Africaines ou afrodescendantes, elles explorent le passé colonial, esclavagiste, le racisme, le féminisme… Portraits à l’occasion des débats du « Monde Afrique ».
Chimamanda Ngozi Adichie, la conteuse
Chinua Achebe disait d’elle qu’elle a « le don des anciens conteurs ». Auteure de best-sellers (L’Hibiscus pourpre, L’Autre Moitié du soleil, Americanah) traduits dans trente langues, la Nigériane Chimamanda Ngozi Adichie est aussi bien reconnue de ses pairs, des critiques littéraires que des personnalités du monde politique ou du show-business. A seulement 41 ans, elle est considérée comme l’une des plus grandes plumes du continent, récompensée par de nombreux prix prestigieux. Elle profite d’une telle aura que ses propos sur le féminisme, le racisme, le sexisme, les migrations ou encore la situation post-coloniale sont largement repris et commentés.

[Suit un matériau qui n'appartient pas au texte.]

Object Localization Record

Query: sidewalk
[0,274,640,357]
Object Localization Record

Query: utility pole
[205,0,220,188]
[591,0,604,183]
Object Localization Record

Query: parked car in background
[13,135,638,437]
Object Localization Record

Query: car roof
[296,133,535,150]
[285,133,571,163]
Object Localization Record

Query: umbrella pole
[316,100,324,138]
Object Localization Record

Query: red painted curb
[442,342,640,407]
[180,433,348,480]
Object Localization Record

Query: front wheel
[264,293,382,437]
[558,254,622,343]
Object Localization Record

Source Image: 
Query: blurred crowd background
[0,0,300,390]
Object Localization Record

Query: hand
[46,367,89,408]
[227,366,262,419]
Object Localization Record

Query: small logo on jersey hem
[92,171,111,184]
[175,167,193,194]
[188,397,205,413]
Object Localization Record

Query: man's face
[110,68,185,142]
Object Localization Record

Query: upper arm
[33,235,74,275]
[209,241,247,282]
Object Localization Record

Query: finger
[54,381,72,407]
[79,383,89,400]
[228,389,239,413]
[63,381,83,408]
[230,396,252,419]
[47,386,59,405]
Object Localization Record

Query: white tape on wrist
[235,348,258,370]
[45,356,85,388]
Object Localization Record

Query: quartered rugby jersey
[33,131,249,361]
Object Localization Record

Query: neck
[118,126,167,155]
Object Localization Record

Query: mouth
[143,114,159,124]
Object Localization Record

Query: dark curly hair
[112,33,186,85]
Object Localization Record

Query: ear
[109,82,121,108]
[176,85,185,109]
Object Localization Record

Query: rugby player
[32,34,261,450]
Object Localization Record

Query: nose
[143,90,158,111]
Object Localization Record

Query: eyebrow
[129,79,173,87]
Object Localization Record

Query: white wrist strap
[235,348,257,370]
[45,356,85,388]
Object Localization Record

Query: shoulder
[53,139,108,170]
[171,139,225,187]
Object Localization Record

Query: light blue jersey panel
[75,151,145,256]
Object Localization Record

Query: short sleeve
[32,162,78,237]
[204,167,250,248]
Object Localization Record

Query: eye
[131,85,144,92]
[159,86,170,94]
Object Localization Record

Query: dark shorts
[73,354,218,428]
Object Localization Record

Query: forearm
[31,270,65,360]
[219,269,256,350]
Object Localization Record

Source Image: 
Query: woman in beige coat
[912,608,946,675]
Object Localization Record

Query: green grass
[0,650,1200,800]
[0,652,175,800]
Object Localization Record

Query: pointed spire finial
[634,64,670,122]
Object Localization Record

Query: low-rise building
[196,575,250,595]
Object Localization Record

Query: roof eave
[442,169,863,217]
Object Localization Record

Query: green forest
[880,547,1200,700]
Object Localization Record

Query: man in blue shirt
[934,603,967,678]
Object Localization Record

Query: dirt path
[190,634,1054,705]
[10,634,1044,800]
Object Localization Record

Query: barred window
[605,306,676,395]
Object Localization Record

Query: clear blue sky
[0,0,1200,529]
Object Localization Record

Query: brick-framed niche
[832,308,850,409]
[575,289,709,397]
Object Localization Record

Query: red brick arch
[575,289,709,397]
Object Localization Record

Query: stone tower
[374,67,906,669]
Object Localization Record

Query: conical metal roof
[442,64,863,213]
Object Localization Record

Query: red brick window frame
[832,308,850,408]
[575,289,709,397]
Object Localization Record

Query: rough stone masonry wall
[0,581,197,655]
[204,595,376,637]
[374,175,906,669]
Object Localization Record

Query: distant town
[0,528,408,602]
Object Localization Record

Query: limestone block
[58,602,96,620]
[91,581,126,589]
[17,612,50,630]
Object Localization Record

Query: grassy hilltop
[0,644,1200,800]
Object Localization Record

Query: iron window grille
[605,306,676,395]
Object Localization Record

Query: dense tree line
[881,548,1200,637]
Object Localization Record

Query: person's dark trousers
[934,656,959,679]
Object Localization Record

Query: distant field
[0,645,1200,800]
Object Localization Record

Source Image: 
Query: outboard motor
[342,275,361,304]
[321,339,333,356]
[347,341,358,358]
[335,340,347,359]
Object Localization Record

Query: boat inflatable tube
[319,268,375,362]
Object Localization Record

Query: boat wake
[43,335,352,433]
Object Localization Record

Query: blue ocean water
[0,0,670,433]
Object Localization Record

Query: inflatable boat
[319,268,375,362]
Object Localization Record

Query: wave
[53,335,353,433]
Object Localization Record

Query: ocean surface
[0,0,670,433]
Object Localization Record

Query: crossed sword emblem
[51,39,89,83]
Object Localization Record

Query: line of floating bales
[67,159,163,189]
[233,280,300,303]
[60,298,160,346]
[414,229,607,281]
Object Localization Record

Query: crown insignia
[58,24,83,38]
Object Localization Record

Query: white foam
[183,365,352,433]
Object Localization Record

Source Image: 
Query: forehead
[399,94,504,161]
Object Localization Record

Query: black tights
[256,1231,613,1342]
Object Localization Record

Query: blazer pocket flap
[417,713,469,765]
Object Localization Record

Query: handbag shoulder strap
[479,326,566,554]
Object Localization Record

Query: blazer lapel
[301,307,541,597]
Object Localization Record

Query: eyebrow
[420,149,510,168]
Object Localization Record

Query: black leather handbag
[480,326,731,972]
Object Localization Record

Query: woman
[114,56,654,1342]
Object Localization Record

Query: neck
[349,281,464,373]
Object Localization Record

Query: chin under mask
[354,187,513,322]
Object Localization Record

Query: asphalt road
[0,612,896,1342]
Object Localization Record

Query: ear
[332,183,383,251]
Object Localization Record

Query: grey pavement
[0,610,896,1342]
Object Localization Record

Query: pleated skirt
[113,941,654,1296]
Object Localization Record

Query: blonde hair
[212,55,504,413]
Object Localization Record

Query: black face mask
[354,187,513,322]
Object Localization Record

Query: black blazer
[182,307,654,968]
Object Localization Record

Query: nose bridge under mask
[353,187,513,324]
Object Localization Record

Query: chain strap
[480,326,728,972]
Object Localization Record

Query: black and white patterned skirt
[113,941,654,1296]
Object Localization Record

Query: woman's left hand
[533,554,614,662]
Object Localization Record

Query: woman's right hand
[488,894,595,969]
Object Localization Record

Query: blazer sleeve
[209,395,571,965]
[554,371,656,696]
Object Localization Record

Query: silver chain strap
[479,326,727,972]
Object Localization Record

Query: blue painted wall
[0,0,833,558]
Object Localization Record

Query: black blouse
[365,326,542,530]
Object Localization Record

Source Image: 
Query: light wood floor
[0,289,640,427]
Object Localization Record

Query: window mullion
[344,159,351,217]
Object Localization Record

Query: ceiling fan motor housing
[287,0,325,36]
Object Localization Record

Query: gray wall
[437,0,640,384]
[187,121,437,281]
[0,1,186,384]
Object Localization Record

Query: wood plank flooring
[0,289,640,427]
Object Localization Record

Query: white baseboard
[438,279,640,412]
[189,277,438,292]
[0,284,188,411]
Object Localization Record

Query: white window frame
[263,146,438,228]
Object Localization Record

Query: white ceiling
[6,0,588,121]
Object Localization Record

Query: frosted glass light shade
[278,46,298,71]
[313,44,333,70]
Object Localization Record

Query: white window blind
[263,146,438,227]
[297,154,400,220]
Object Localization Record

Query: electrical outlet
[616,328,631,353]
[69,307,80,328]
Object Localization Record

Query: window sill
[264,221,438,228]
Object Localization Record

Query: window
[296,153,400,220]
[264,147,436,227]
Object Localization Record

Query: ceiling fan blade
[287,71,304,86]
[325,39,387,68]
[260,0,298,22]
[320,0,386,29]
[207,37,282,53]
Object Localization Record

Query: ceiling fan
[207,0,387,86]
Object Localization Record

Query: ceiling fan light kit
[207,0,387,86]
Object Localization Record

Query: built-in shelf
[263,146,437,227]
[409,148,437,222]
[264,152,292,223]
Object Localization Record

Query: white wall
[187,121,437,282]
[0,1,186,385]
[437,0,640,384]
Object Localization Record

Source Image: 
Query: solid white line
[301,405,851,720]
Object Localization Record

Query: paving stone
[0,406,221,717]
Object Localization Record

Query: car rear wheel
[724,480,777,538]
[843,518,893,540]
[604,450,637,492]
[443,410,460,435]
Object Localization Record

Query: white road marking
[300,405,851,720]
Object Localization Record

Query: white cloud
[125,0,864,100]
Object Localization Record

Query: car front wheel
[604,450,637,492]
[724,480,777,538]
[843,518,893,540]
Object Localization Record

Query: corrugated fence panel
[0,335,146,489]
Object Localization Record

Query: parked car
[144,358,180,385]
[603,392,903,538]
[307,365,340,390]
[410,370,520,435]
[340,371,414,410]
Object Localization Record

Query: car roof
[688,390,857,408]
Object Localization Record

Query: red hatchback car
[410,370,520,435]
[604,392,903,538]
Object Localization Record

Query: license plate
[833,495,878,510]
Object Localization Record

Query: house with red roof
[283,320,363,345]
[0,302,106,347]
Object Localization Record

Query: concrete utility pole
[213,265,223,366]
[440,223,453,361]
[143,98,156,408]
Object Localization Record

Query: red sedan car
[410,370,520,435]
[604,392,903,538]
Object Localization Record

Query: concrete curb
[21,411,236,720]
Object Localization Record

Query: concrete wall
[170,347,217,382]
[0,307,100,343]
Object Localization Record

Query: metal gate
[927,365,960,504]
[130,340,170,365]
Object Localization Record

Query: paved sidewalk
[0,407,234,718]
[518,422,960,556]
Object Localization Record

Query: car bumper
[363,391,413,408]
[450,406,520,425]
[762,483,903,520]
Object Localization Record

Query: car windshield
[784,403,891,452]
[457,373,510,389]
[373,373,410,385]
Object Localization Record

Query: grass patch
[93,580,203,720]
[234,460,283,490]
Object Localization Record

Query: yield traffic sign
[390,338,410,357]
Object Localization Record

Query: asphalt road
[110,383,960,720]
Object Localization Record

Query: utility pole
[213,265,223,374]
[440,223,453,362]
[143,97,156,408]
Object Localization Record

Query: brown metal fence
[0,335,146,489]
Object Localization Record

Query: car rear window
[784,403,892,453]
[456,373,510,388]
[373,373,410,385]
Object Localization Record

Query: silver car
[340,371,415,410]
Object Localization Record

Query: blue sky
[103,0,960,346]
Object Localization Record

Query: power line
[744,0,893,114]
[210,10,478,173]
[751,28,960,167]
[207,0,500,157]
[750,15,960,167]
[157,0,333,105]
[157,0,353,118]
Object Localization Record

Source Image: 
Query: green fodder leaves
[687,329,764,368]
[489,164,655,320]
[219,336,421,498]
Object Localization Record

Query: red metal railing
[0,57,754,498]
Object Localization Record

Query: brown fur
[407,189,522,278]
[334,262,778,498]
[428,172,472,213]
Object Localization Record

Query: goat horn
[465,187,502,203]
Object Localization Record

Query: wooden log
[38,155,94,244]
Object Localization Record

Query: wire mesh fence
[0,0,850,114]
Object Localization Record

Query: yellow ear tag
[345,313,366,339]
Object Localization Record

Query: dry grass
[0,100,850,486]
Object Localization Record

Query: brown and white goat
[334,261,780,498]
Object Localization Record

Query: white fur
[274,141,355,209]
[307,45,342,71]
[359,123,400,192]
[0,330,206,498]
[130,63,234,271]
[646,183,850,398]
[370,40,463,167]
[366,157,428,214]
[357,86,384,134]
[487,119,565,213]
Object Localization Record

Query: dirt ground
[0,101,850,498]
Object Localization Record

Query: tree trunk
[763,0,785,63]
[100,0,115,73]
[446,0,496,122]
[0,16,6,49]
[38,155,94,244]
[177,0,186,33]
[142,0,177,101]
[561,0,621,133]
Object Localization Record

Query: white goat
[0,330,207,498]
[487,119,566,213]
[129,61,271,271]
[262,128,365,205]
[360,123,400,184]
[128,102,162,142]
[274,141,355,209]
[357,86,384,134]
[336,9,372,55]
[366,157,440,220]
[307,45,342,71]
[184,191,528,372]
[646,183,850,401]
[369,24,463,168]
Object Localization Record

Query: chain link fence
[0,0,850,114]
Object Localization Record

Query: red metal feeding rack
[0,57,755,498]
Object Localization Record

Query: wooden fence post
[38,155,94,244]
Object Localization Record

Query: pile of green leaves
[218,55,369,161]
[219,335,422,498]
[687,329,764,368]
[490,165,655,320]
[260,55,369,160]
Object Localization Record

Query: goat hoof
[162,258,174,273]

Avec son franc-parler, Chimamanda Ngozi Adichie, qui partage sa vie entre les Etats-Unis et le Nigeria, où elle est née en 1977, refuse les étiquettes d’« écrivaine africaine », « afropolitaine ». Elle préfère se présenter comme une « féministe africaine heureuse qui ne déteste pas les hommes » (Nous sommes tous des féministes, Gallimard, 2015). Dans son œuvre, elle choie les détails et développe une analyse très fine qui déconstruit les stéréotypes accolés à l’Afrique et à ses habitants, aux Noirs, aux femmes, aux migrants et donne à voir, à rebours, les sociétés occidentales, comme les Etats-Unis ou la Grande-Bretagne.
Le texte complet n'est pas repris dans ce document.